Sunday, December 5
Jet Contrails: Artificial Clouds Affect the Climate
NASA has a good web page called "Astronomy Picture of the Day" with various pictures of Earth, space, and natural astronomical phenomena like aurorae, each image accompanied by a scholarly explanation.
I was digging through the archives to find some nice picture to put on my computer desktop background, and I came across this, an image of "contrail clutter" above the southeastern United States. According to the explanation, this is not just a view of benign human activity but of a potential threat to our climate. From an April NASA press release linked by the explanation:
NASA scientists have found that cirrus clouds, formed by contrails from aircraft engine exhaust, are capable of increasing average surface temperatures enough to account for a warming trend in the United States that occurred between 1975 and 1994.
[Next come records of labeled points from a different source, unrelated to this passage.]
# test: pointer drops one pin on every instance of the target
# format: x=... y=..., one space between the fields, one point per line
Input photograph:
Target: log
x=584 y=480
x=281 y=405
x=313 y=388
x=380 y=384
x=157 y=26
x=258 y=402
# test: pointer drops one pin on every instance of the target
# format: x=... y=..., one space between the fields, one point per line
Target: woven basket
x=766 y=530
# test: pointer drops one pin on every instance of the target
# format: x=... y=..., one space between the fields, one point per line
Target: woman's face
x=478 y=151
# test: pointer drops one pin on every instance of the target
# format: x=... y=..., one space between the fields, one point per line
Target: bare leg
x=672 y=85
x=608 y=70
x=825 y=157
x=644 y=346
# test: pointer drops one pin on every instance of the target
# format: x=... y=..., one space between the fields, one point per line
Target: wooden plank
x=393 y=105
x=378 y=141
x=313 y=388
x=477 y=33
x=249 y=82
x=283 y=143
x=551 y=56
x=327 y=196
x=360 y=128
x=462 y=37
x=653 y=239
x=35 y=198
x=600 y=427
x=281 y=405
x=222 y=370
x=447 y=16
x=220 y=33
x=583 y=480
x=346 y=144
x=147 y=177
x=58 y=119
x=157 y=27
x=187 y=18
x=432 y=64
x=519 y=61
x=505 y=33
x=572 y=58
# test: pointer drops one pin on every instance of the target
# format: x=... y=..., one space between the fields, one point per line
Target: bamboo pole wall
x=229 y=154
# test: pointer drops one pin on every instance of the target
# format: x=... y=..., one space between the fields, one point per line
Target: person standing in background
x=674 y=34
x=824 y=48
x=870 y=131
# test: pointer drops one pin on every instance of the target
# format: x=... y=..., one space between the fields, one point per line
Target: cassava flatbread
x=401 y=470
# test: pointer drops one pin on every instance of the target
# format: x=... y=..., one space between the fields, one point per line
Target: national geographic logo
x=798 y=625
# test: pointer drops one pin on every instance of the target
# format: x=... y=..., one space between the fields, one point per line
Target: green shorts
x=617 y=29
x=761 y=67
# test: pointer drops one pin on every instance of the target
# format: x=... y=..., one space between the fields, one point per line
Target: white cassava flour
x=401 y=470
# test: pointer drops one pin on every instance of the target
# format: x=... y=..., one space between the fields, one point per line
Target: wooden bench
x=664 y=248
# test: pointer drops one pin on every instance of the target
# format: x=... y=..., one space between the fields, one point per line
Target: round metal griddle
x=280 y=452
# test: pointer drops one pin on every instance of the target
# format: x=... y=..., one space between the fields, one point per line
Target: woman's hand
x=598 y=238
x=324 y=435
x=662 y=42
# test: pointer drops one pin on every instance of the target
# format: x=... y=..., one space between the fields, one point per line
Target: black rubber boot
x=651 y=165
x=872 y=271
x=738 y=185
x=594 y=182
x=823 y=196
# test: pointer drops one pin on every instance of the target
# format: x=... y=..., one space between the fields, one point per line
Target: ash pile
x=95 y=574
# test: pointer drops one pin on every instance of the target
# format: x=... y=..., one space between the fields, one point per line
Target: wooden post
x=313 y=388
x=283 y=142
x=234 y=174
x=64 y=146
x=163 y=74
"This result shows the increased cirrus coverage, attributable to air traffic, could account for nearly all of the warming observed over the United States for nearly 20 years starting in 1975, but it is important to acknowledge contrails would add to and not replace any greenhouse gas effect," said Patrick Minnis, senior research scientist at NASA's Langley Research Center in Hampton, Va. The study was published April 15 in the Journal of Climate. "During the same period, warming occurred in many other areas where cirrus coverage decreased or remained steady," he added.[. . . . . . . .]
"This study indicates that contrails already have substantial regional effects where air traffic is heavy, such as over the United States. As air travel continues growing in other areas, the impact could become globally significant," Minnis said.
Of course, reflective contrails are not air travel's only environmental impact. If you visit the AirHead emissions calculator (provided by the Center for Neighborhood Technology), compare the results of entering the default values (representing the average American) with the results of taking a single round-trip airplane flight. All other variables remaining the same, the plane trip adds a month's worth of the average American's automobile emissions to the calculated total, according to AirHead.
The very amount of energy an airliner requires to defy gravity as it does is, by the way, a large argument in favor of California's proposed high-speed rail system--that the system would satisfy the bulk of north-south travel demand by replacing most short-distance, intra-California flights with a fast transportation mode that remains on the earth's surface.